Llegaron en un atardecer lluvioso, como corresponde al otoño en aquellas regiones y, por inesperado, la guardia de la princesa no quería dejar pasar a aquel extraño cortejo que con las ropas mojadas, y sobre monturas de casas de postas, poco podían imaginar que correspondía al soberano del país. También hubo lo suyo para que les dejasen pasar al monasterio, pues por ser de clausura mitigada, no podían entrar en él varones después del rezo de vísperas. La abadesa, que se llamaba María de Soissons, accedió por entender que tenía atribuciones para dispensar de tal prohibición a las personas de la casa real.

Esta María de Soissons era mujer de alcurnia que había profesado monja siendo ya viuda y, por tanto, experimentada en los negocios del mundo. Por eso dispuso que se le habilitara al duque el zaguán de entrada, que era muy hermoso, con un buen fuego para secar sus ropas, y mandó que les sirvieran de comer y de beber, y ahí puede estar el secreto de lo que ocurrió aquella noche. Mientras Felipe el Hermoso se reponía de las fatigas del viaje, la María de Soissons, con ayuda de dos doncellas, cuidó de que la princesa se vistiera con sus galas más seductoras y le dio consejos sobre cómo había de comportarse con quien había de ser su señor en este mundo.

Con tales preparativos es natural que Felipe el Hermoso recibiera a Juana de Castilla en las mejores disposiciones de ánimo y quedara embargado ante la belleza de aquella doncella de diecisiete años, que supo mostrarse recatada en su presencia, pero sin perder un ápice de la dignidad que le confería el ser hija de la reina más notable de la cristiandad.

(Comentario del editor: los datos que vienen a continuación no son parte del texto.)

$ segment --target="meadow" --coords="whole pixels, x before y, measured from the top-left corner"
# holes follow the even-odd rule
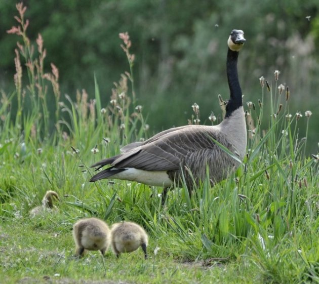
[[[311,112],[289,107],[278,72],[256,82],[257,101],[244,97],[249,142],[238,170],[213,187],[208,176],[191,197],[185,186],[171,190],[162,206],[161,188],[88,181],[95,161],[153,134],[136,104],[128,34],[119,37],[129,71],[109,103],[101,105],[96,80],[94,99],[78,91],[76,101],[65,95],[62,103],[58,69],[45,71],[42,37],[31,42],[17,8],[18,25],[9,31],[21,36],[16,90],[2,91],[0,106],[0,282],[319,282],[319,156],[305,151]],[[200,118],[208,120],[189,119]],[[48,190],[60,197],[56,209],[30,218]],[[91,216],[142,225],[149,259],[141,249],[118,259],[110,251],[105,266],[99,252],[75,259],[72,226]]]

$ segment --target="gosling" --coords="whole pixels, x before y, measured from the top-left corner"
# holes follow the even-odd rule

El duque de Borgoña contaba, a la sazón, dieciocho años y era el soberano del reino de Borgoña y heredero, en buena parte, del imperio de Carlomagno. Aquel reino comprendía además de Borgoña, los ducados de Brabante y Luxemburgo, más los condados de Flandes, Artois, Henegau, Holanda, Zelandia y Namur y los señoríos de Malinas, Oberyssel y Maastricht; todo esto lo había heredado por muerte prematura de su madre, la reina María de Borgoña. Además, por parte de su padre, el emperador Maximiliano, había de heredar el imperio alemán de los Habsburgo. Sin ser territorios de gran extensión eran muy codiciados por los monarcas europeos, tanto por la prosperidad de sus ciudades, como por entender que representaban el baluarte contra la hegemonía de Francia, que, de hacerse con ellos, sería como hacer suya toda Europa. De ahí la marea que se traían unos y otros con los matrimonios reales, y sus consiguientes alianzas, aunque a la postre tales negocios de estado acababan resolviéndose más a cañonazos, o con dineros, que con amores.